The complex interplay between genetics and placental transcriptomics and epigenomics has strong effects on gene expression that may explain variation in gene-trait associations (GTAs). Quantitative trait loci (QTL) analyses have identified a strong influence of cis-genetic variants on both placental gene expression and DNA methylation13,14. Furthermore, there is growing evidence that the placental epigenome influences gene regulation, often distally (more than 1-3 Megabases away in the genome)15, and that placental DNA methylation and microRNA (miRNA) expression are associated with health traits in children16–18. Dysfunction of transcription factor regulation in the placenta has also shown profound effects on childhood traits19–22. Although combining genetics, transcriptomics, and epigenomics lends insight into the influence of placental genomics on complex traits23, genome-wide screens for GTAs that integrate different molecular profiles and generate functional hypotheses require more sophisticated computational methods.

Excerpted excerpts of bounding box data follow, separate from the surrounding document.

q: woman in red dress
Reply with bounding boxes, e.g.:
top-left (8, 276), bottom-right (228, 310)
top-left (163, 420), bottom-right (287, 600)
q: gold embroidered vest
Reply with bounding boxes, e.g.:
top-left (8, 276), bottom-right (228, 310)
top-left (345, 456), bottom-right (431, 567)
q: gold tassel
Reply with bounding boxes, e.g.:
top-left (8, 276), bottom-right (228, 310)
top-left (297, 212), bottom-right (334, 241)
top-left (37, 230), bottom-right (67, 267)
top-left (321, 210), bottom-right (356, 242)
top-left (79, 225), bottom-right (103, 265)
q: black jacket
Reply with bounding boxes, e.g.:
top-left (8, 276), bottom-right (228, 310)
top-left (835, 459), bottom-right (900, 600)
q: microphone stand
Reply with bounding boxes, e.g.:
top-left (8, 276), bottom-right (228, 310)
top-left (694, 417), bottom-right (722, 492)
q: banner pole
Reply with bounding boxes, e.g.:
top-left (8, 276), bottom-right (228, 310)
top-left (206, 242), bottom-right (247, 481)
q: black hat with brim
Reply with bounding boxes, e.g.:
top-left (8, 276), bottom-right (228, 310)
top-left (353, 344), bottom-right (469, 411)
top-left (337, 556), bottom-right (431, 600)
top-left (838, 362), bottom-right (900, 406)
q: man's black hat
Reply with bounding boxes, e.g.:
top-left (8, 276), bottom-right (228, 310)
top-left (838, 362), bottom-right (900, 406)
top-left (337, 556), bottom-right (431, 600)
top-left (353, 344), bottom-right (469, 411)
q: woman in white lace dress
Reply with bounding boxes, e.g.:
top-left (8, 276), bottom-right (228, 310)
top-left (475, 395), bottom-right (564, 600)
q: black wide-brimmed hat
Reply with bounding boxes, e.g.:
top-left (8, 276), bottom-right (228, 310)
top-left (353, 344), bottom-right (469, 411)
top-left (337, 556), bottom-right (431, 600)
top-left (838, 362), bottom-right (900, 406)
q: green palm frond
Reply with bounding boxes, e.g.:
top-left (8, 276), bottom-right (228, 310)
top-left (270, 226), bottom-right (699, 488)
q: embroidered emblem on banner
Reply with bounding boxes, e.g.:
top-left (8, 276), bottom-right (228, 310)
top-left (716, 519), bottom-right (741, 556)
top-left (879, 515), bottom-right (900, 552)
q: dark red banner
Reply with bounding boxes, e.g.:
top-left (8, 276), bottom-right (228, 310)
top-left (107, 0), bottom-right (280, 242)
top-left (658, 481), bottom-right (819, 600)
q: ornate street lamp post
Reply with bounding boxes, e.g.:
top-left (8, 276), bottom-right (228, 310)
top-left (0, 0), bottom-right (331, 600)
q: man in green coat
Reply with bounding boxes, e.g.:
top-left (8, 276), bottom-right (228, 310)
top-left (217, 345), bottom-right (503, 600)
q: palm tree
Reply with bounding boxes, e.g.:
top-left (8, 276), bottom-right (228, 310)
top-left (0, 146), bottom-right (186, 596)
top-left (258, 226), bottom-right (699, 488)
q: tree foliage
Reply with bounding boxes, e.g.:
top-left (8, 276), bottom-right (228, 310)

To this end, advances in transcriptome-wide association studies (TWAS) have allowed for integration of genome-wide association studies (GWAS) and eQTL datasets to boost power in identifying GTAs, specific to a relevant tissue24–26. However, traditional methods for TWAS largely overlook genetic variants distal to genes of interest, ostensibly mediated through regulatory biomarkers (e.g., transcription factors, miRNAs, and DNA methylation sites)27,28. Not only may these distal biomarkers explain a significant portion of both gene expression heritability and trait heritability on the tissue-specific expression level29–32, they may also influence tissue-specific trait associations for individual genes. Due to the strong interplay of regulatory elements in placental gene regulation, we sought to systematically characterize portions of gene expression that are influenced by these distal regulatory elements.
Here, we investigate three broad questions: (1) which genes show associations between their placental genetically-regulated expression (GReX) and various traits across the life course, (2) which traits along the life course can be explained by placental GReX, in aggregate, and (3) which transcription factors, miRNAs, or CpG sites potentially regulate trait-associated genes in the placenta (Figure 1). We leveraged gene expression, CpG methylation, and miRNA expression data from fetal-side placenta tissue from the Extremely Low Gestational Age Newborn (ELGAN) Cohort Study33. We trained predictive models of gene expression, enriched for distal SNPs using MOSTWAS, a recent TWAS extension that integrates multi-omic data34. Re-analyzing 40 GWAS of European-ancestry subjects from large consortia35–39, we performed a series of TWAS for non-communicable health traits and disorders that may be influenced by the placenta to identify GTAs and functional hypotheses for regulation (Figure 2). To our knowledge, this is the first distal mediator-enriched TWAS of health traits that integrates placental multi-omics. Results from our analysis can be explored at our Shiny R app, the ELGAN DOHaD Atlas: https://elgan-twas.shinyapps.io/dohad/.
RESULTS
Genetic heritability and correlations across traits
From large consortia35–39, we curated GWAS summary statistics from subjects of European ancestry for 40 complex, non-communicable traits and disorders across five health categories to systematically identify potential links to genetically-regulated placental expression (Table 1, Supplemental Table 1; Methods). These 40 traits comprise of 3 autoimmune/autoreactive disorders, 8 body size/metabolic traits, 4 cardiovascular disorders, 14 neonatal/early childhood traits, and 11 neuropsychiatric traits/disorders (Supplemental Table 1). These five categories of traits have been linked previously to placental biology and morphology7–10.
To assess the percent variance explained by genetics in each trait and the genetic associations shared between traits, we estimated the SNP heritability (h2) and genetic correlation (rg) of these traits, respectively (Supplemental Figure S1 and S2). Of the 40 traits, 37 showed significantly positive SNP heritability and 18 with ĥ2 > 0.10 (Supplemental Figure S1, Supplemental Table S1), with the largest heritability for childhood BMI (ĥ2 = 0.69, SE = 0.064). As expected, we observed strong, statistically significant genetic correlations between traits of similar categories (i.e., between neuropsychiatric traits or between metabolic traits) (Supplemental Figure S2; Supplemental Table S2). At Benjamini-Hochberg FDR-adjusted P < 0.05, we also observed several significant correlations between traits from different categories: diabetes and angina (, FDR-adjusted P = 6.53 × 10−33), Tanner scale and BMI (, FDR-adjusted P = 1.06 × 10−3), and BMI and obsessive compulsive disorder (, FDR-adjusted P = 1.79 × 10−9), for example. Given strong and potentially shared genetic influences across these traits, we examined whether genetic associations with these traits are mediated by the placental transcriptome.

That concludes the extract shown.